(no title)
snthd | 3 months ago
https://news.ycombinator.com/item?id=19828317
>The archive.is owner has explained that he returns bad results to us because we don’t pass along the EDNS subnet information. This information leaks information about a requester’s IP and, in turn, sacrifices the privacy of users.
ndiddy|3 months ago
I also find the "we don't want to leak a requester's IP" explanation for blocking EDNS to be suspect. The way DNS works is that you ask for the IP address for a domain name, you get the IP, and then you connect to it. With Cloudflare's DNS, the server doesn't know your IP when you do the DNS lookup, but that doesn't matter because you're connecting to the server anyway so they'll still get your IP. Even if you're worried about other people sniffing network traffic, the hostname you're visiting still gets revealed in plaintext during the SNI handshake.
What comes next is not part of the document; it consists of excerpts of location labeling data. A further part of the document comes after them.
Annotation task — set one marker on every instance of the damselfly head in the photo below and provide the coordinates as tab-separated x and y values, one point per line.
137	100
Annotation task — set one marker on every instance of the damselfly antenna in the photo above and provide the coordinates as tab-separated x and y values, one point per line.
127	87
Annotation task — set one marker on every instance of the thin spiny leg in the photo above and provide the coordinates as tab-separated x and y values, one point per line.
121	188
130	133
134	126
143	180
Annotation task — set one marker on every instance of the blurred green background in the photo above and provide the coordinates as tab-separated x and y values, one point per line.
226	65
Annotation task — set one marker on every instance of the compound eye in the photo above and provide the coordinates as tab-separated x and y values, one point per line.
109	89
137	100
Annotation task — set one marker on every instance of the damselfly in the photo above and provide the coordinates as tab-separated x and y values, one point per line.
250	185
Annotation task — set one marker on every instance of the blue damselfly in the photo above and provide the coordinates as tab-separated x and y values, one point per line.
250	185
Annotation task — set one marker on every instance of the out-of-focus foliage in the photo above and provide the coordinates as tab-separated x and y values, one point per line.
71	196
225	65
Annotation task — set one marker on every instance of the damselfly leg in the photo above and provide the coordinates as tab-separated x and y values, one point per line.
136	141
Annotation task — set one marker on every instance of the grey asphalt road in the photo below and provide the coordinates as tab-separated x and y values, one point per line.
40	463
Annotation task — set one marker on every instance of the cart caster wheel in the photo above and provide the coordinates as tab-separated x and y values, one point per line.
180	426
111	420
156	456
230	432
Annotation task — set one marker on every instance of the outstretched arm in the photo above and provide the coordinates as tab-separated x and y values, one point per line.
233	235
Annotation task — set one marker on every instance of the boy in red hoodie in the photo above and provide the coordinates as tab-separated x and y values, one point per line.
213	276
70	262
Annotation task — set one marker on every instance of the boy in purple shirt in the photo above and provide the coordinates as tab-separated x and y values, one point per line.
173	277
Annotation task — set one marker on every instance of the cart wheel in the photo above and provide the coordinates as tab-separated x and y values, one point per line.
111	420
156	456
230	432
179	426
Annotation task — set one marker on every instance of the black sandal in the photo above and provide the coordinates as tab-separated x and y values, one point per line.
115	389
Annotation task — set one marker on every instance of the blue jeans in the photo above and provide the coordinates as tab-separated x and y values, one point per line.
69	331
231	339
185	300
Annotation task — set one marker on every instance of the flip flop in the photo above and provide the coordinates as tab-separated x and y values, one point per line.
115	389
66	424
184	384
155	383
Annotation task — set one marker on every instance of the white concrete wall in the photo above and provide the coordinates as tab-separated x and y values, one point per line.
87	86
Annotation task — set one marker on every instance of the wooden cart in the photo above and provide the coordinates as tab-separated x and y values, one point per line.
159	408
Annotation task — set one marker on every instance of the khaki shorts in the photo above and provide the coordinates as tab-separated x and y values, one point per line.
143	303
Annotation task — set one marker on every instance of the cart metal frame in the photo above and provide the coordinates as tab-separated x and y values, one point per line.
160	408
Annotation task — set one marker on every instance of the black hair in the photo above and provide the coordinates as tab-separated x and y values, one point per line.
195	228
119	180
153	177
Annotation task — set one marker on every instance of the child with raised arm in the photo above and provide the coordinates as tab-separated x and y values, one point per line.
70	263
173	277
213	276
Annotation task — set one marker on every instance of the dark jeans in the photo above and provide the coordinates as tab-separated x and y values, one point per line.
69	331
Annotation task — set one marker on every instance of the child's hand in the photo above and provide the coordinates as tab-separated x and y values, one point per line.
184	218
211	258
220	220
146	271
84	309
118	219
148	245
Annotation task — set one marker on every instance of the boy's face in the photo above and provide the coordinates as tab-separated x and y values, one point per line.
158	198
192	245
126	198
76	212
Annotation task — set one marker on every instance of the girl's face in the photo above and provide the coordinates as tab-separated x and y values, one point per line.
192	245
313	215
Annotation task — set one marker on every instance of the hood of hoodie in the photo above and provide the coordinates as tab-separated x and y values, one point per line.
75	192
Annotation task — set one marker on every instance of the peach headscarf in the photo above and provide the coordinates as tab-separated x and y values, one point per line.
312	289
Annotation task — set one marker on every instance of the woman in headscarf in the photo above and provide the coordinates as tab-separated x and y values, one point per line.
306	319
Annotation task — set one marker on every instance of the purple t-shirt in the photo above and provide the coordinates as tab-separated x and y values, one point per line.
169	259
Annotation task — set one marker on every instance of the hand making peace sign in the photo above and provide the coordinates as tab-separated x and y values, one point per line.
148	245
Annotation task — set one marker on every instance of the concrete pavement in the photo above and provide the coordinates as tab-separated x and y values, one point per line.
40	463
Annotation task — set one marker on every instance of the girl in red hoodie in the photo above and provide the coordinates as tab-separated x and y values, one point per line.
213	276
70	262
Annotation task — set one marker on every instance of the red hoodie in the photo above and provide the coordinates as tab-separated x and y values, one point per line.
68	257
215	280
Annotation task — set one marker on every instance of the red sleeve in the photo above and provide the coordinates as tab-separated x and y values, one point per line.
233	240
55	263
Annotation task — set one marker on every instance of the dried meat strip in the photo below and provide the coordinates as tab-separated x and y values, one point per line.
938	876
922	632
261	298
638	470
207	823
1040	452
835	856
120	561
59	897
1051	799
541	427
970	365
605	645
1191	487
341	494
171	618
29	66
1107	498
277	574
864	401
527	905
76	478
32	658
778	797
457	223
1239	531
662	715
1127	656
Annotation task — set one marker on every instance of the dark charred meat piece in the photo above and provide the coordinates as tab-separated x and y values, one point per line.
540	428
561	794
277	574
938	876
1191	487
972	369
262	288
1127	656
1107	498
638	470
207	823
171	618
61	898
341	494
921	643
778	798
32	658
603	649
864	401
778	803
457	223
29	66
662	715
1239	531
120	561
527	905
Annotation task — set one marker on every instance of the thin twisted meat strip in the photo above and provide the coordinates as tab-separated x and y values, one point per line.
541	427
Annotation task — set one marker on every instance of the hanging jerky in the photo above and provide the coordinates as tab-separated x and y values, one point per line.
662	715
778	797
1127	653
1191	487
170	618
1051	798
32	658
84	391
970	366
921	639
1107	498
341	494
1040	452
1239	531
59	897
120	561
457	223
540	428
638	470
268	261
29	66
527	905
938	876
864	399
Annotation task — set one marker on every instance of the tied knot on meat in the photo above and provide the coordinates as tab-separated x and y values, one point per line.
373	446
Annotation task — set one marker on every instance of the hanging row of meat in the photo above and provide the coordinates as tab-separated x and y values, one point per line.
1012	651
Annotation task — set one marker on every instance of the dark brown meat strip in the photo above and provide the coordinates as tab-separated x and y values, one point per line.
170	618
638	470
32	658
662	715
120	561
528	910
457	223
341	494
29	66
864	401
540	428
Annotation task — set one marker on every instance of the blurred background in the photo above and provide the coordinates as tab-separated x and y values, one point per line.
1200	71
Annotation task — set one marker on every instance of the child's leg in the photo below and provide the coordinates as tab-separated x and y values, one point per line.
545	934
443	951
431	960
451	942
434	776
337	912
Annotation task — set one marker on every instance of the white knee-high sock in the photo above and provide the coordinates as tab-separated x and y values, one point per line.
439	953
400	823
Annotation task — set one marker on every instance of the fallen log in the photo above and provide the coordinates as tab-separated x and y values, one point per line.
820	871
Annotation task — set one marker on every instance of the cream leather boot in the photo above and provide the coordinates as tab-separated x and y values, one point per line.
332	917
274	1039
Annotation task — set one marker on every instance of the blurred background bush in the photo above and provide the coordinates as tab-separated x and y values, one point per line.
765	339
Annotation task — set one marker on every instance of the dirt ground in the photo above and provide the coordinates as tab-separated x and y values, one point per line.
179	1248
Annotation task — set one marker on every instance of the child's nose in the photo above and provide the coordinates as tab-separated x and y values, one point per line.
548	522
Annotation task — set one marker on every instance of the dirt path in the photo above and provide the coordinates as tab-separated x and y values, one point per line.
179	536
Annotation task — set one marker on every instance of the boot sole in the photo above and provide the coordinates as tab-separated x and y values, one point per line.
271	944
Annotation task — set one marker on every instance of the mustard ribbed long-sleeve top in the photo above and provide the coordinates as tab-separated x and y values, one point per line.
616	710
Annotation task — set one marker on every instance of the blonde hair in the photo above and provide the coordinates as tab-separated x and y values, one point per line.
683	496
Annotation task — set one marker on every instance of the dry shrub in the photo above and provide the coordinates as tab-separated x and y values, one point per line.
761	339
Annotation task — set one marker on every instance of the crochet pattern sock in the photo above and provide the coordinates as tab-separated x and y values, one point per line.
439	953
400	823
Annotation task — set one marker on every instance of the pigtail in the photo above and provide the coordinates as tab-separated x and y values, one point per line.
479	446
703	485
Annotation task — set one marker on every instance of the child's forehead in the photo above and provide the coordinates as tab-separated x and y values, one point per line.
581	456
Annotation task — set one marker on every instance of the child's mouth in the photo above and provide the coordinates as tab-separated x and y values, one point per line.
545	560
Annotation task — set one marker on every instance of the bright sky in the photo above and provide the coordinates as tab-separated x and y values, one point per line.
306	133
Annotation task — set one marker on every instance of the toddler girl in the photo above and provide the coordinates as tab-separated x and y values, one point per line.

What Cloudflare blocking EDNS does do is make it much harder for competing CDNs to efficiently serve content using DNS based routing. They have to use Anycast instead, which has a higher barrier to entry.
chrneu|3 months ago
NoahZuniga|3 months ago
Many sites now support Encypted Client Hello. This makes it possible to send the hostname after the connection has been encrypted. This is enabled by default on cloudflare hosted domains (when cloudflare also manages DNS).
Buge|3 months ago
I speculate it's due to archive.today wanting granular (not overly broad) legal censorship compliance. Which is somewhat related to this post.